Karan Bajaj, an Indian entrepreneur who teaches meditation and in his recent book invites others to live a life away from the noise, is going after the most vocal critic of his startup.
Bajaj, founder of coding platform aimed at kids WhiteHat Jr, has filed a defamation case against Pradeep Poonia, an engineer who has publicly criticized the firm for its marketing tactics, the quality of the courses on the platform, and aggressive takedowns of such feedback.
In the lawsuit — in which Bajaj is seeking $2.6 million in damages — Poonia has been accused of infringing trademarks and copyright of properties owned by WhiteHat Jr, defaming and spreading misleading information about the startup and its founder, and accessing the company’s private communications app.
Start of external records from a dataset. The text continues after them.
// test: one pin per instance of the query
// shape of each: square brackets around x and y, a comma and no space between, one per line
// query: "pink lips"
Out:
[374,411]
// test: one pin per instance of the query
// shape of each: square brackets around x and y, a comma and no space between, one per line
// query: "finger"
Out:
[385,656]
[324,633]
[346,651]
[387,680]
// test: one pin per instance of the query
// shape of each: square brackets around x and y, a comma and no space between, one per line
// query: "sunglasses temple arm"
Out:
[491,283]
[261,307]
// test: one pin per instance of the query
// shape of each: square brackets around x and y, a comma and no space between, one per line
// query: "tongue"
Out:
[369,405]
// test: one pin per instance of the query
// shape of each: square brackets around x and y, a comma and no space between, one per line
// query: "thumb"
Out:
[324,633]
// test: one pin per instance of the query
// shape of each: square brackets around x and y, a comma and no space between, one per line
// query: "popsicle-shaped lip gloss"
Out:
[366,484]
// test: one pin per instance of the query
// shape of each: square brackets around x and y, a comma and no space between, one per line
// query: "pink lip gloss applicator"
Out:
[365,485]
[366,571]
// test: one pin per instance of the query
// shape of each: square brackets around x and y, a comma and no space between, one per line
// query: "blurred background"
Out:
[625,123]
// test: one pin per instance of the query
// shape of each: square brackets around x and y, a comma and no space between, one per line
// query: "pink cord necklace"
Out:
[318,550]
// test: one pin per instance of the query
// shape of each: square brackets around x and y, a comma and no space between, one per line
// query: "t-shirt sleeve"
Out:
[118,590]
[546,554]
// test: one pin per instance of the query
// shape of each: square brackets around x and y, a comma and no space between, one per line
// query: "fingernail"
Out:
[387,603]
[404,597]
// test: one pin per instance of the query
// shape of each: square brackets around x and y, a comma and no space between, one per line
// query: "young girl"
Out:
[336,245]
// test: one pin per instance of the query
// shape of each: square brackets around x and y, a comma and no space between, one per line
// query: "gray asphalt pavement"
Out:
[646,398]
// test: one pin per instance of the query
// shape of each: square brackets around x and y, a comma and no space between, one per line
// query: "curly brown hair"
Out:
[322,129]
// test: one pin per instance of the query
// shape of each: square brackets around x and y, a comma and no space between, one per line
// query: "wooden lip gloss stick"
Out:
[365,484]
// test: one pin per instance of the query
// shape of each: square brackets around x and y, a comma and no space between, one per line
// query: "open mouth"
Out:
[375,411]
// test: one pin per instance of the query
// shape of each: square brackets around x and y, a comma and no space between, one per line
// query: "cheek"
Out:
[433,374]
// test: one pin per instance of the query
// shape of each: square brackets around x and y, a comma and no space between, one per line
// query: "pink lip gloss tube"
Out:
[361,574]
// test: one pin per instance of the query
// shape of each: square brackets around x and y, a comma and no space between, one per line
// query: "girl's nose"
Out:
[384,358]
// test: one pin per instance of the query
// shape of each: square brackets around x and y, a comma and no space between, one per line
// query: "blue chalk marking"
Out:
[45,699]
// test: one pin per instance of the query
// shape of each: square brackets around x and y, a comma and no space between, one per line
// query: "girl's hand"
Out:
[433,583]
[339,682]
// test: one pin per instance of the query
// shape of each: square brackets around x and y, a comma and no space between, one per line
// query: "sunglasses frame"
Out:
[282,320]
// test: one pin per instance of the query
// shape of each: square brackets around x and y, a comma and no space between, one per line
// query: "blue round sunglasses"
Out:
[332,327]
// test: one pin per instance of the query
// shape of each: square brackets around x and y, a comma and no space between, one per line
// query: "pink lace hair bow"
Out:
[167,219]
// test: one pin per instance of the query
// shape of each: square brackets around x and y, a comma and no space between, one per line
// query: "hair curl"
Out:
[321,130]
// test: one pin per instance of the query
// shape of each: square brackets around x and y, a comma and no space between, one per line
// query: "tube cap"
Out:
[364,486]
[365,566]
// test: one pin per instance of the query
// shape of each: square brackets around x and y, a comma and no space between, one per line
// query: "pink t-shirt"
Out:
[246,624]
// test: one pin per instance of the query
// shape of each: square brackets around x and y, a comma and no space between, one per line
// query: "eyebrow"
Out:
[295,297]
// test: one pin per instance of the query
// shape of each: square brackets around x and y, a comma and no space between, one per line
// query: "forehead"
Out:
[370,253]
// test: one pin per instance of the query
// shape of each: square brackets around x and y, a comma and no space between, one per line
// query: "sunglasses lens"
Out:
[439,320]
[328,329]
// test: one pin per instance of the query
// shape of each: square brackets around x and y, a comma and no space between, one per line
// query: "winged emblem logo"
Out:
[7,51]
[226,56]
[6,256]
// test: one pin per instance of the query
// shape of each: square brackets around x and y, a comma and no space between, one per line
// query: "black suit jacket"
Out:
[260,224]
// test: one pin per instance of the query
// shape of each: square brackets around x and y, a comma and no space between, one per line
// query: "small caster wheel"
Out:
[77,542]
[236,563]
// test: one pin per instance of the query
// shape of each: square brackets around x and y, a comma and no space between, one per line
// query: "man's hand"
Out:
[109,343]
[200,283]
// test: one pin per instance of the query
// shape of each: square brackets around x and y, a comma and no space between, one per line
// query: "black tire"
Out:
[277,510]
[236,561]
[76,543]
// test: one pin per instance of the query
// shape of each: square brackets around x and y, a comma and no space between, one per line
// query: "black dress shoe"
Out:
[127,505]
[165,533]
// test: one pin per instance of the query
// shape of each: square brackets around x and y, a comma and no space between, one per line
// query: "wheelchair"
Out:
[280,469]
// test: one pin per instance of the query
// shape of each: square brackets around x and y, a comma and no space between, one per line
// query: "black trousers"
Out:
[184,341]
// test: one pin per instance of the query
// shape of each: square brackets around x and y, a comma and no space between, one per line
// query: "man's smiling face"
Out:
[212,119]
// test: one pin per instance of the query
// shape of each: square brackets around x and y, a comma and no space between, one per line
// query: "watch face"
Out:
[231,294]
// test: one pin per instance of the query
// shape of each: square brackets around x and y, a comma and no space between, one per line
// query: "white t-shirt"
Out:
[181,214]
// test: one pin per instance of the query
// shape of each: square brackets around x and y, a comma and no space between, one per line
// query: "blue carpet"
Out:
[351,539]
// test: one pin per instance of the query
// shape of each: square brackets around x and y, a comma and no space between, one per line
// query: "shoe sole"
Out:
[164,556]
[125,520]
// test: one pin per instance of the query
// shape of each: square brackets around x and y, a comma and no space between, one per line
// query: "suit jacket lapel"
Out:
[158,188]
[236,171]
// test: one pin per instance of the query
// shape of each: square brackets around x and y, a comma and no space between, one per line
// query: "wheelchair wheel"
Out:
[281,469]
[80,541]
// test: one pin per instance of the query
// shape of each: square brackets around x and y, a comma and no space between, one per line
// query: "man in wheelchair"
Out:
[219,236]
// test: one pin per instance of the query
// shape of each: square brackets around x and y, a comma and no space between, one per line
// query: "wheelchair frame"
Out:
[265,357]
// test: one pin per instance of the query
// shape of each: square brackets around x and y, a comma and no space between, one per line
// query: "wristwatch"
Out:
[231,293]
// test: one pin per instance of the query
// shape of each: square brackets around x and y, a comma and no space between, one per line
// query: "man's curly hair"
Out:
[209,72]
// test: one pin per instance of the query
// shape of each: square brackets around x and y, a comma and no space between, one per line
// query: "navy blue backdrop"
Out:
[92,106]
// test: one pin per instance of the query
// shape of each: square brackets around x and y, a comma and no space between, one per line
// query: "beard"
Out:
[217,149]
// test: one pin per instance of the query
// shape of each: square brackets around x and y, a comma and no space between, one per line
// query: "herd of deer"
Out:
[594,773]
The lawsuit also accuses Poonia of publicly sharing phone numbers of WhiteHat Jr employees and making strong accusations such as likening the startup’s marketing tactics to “child sexual abuse.”
But the lawsuit, riddled with spelling and grammatical mistakes, is also indicative of just how little criticism WhiteHatJr, a startup owned by India’s second most valuable startup Byju’s, is willing to accept.
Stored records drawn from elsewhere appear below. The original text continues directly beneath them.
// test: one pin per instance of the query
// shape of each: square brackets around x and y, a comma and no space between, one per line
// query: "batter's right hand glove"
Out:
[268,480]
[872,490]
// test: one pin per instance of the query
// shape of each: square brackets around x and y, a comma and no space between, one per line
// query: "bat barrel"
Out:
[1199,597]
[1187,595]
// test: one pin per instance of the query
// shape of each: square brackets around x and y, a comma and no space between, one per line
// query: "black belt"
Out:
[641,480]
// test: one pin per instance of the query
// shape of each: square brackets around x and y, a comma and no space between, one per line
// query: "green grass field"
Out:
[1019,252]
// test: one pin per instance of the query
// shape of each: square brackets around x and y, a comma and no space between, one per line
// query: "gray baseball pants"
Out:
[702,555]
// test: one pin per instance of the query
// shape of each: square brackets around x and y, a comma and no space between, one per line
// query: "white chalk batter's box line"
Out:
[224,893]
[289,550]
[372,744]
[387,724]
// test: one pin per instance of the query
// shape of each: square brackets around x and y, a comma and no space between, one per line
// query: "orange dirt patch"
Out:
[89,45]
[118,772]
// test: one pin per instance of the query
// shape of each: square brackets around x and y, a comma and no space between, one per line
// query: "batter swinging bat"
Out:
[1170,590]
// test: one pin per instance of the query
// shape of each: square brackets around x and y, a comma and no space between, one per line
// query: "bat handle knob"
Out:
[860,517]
According to internal posts of a Slack channel of WhiteHat Jr shared by Poonia, the startup has aggressively used copyright protection to take down numerous unflattering feedback about the startup in recent months.
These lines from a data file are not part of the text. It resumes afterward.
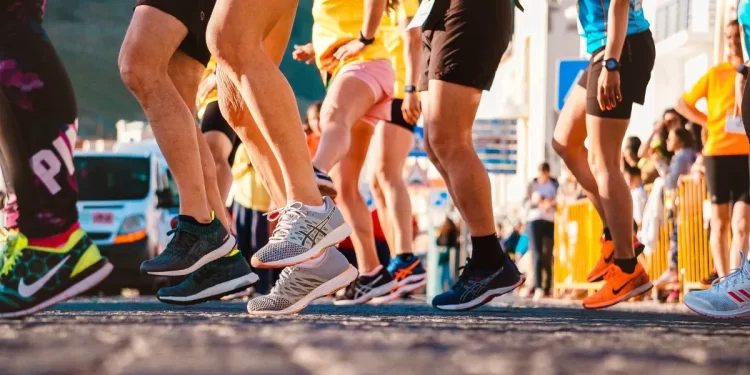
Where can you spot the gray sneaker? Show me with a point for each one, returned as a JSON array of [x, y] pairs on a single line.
[[298, 286], [223, 277], [301, 234], [192, 247]]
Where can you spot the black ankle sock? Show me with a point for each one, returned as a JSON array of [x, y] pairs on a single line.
[[191, 220], [626, 265], [406, 257], [486, 252]]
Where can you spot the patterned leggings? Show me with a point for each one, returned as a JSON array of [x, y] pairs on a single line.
[[38, 122]]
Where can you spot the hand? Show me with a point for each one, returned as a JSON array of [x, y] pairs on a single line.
[[205, 87], [411, 108], [609, 90], [304, 53], [352, 48]]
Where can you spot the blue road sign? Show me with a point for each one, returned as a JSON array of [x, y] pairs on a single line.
[[568, 74], [418, 149]]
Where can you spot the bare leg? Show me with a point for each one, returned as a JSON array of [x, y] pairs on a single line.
[[237, 45], [607, 135], [720, 224], [740, 230], [392, 145], [144, 66], [346, 178], [568, 142]]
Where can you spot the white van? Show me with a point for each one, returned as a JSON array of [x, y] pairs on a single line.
[[126, 203]]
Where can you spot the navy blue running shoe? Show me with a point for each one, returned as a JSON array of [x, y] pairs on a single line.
[[476, 287]]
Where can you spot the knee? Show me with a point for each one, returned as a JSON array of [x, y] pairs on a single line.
[[136, 72]]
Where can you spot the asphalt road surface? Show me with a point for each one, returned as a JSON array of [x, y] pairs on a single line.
[[143, 336]]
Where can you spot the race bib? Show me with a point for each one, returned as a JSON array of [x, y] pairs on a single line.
[[422, 13], [734, 125]]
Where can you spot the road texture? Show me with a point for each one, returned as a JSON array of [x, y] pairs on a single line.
[[143, 336]]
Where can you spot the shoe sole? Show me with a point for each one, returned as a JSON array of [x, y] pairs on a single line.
[[401, 291], [636, 292], [229, 245], [74, 290], [334, 237], [215, 292], [374, 293], [329, 287], [743, 313], [483, 299]]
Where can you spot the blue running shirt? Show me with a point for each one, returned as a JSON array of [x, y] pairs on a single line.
[[593, 15]]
The suit also raises concern with Poonia accusing WhiteHat Jr of “murdering” an imaginary kid that featured in one of its earlier ads.
A 12-year-old child named “Wolf Gupta” appeared in earlier ads of WhiteHat Jr, which claimed that the kid had landed a lucrative job at Google. The kid does not exist, the lawyers of Bajaj say in the suit. Ironically that was also the point Poonia, who spent a long time trying to find more information about this kid, was making in his tweets.